The repository is organized as follows:

  1. data/

    • benchmark_calculations_record.xlsx: Excel spreadsheet containing a record of DFT calculations, associated raw timestamps, and a tabulation of the acceleration estimates.

    • bimetallic_catalysts_dataset/

      • ma_2015_bimetallics_raw.json.gz: Dataset of bimetallic alloys for CO2 reduction, in the Physical Information File (PIF) format, obtained from Dataset 153450 on Citrination.

        Original data source: "Machine-Learning-Augmented Chemisorption Model for CO2 Electroreduction Catalyst Screening", Ma et al., J. Phys. Chem. Lett. 6 3528-3533 (2015). DOI: 10.1021/acs.jpclett.5b01660

      • transform.py: Python script for converting from the PIF format into tabular data.

      • bimetallics_data.csv: Bimetallics catalysts dataset mentioned above in a tabular format.

    • runtime_geometries/

      "Chemically-informed" and naive structures and settings in the form of ase.traj files, corresponding to the discussion surrounding FIG. 3 in the main text. The files can be read using ASE package (using ase.io.read).

  2. scripts/

    • human_lagtime.py: Script for estimating human lagtime in job management, calculated using a Monte Carlo sampling method.

    • sequential_learning.py: Script for running multiple independent trials of sequential learning (SL) and recording a history of training examples, model predictions and prediction uncertainties.

      If run as-is, the script performs 20 independent trials of 100 SL iterations to optimize the binding_energy_of_adsorbed property in the bimetallic catalysts dataset mentioned above, using four acquisition functions (results from each recorded separately): random, maximum likelihood of improvement (MLI), maximum uncertainty (MU), and space-filling.

    • plot_acceleration_from_sequential_learning.py: Script to aggregate results from the sequential_learning.py script, calculate and plot statistics related to acceleration from SL over a baseline.

      If run as-is, the script reproduces the 3-paneled FIG. 5 in the main text.

    • plot_acceleration_from_sequential_learning__ALL_ACQ.py: Similar to the previous script; plots and compares statistics from all acquisition functions considered (MLI, MU, random, space-filling) for all SL tasks.

      If run as-is, the script reproduces the 3-paneled FIG. S1 in the Supplementary Information.

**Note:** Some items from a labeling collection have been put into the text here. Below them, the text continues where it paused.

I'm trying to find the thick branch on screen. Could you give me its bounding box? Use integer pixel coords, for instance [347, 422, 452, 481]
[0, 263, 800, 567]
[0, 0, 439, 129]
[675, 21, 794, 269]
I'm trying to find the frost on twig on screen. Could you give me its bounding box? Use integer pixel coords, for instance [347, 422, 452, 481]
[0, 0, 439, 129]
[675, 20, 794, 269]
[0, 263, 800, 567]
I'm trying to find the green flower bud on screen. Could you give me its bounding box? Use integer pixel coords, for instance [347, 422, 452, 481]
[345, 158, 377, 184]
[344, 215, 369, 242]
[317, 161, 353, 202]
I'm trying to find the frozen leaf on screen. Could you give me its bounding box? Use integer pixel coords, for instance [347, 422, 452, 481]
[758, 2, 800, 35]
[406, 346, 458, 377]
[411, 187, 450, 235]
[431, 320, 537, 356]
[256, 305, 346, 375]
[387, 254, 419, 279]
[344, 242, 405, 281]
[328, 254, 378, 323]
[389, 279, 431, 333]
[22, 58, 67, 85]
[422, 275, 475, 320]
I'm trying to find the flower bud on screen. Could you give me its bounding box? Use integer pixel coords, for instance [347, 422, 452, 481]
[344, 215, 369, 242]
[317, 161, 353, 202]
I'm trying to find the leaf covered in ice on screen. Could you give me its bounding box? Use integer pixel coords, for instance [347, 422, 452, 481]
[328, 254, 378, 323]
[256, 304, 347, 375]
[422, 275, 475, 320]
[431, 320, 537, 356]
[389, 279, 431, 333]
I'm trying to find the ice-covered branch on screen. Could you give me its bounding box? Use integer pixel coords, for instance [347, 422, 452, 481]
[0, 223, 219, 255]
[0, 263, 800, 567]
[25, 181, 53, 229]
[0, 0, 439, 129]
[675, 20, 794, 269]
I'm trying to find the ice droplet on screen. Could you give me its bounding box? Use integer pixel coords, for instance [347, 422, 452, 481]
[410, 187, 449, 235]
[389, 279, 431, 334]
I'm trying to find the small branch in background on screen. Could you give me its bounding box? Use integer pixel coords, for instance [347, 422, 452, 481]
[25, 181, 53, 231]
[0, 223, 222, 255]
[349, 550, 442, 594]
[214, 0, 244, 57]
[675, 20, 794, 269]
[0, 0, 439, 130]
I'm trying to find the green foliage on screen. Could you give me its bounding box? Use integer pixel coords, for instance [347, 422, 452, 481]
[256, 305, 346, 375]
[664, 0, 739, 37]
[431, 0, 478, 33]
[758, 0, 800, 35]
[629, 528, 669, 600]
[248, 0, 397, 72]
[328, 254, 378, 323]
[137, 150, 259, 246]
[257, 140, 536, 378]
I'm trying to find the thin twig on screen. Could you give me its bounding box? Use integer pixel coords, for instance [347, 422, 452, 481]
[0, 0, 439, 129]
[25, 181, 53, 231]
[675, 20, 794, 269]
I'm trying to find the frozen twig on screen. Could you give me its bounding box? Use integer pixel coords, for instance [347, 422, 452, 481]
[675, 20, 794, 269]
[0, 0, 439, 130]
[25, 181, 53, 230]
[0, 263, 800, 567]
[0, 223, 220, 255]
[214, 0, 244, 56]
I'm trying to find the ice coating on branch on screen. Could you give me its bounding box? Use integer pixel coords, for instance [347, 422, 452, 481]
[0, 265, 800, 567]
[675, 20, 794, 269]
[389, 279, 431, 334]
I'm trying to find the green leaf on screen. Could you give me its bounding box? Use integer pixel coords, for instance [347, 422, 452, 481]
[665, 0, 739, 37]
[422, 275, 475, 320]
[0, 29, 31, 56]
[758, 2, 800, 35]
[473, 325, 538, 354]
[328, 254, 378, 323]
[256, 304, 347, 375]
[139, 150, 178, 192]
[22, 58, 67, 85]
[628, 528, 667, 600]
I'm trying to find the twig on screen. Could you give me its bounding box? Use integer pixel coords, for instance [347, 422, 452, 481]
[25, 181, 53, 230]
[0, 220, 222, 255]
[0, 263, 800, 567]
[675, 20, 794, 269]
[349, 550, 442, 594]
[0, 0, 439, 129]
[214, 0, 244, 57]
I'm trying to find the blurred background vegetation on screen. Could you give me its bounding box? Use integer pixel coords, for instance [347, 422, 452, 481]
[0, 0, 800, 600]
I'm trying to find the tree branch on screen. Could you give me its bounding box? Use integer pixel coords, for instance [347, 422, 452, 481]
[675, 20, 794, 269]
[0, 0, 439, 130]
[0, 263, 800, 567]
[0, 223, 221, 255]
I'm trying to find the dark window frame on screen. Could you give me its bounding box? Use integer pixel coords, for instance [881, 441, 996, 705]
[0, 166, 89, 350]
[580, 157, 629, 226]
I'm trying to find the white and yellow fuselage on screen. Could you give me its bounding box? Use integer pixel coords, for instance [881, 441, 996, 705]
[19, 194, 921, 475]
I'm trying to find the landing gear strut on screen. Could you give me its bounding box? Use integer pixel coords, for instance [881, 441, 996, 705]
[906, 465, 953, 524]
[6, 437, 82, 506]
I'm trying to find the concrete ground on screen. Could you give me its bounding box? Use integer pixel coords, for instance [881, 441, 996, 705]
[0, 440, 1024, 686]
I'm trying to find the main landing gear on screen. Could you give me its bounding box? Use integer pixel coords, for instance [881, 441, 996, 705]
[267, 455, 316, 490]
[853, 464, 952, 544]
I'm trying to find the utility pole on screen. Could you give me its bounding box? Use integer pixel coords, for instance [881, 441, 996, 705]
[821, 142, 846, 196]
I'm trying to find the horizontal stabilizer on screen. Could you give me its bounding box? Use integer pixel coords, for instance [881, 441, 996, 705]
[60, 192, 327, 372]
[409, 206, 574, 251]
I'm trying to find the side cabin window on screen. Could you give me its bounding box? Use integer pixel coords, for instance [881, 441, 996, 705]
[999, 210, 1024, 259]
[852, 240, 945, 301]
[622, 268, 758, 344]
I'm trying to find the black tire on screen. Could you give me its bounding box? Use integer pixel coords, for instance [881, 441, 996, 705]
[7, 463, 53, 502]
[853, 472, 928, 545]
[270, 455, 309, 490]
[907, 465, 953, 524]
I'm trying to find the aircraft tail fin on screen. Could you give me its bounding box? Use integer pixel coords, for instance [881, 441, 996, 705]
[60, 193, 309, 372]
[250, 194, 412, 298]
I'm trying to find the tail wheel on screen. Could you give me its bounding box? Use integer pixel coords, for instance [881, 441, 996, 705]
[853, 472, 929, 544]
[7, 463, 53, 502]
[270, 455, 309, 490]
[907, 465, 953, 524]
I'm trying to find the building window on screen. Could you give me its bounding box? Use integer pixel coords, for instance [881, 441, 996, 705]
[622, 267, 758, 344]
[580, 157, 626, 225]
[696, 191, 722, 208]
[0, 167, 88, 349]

    • plot_levels_of_automation.py: Script for plotting the cumulative time of executing the DFT pipeline at varying levels of automation.

      If run as-is, the script reproduces the bottom panel from FIG. 2 in the main text.

Running the scripts

The required packages for executing the scripts are specified in requirements.txt, and can be installed in a new environment (e.g. using conda) as follows:

$ conda create -n accel_benchmarking python=3.10
$ conda activate accel_benchmarking
$ pip install -r requirements.txt

The scripts are all in python, and can be run from the command line. For example:

$ cd scripts
$ python sequential_learning.py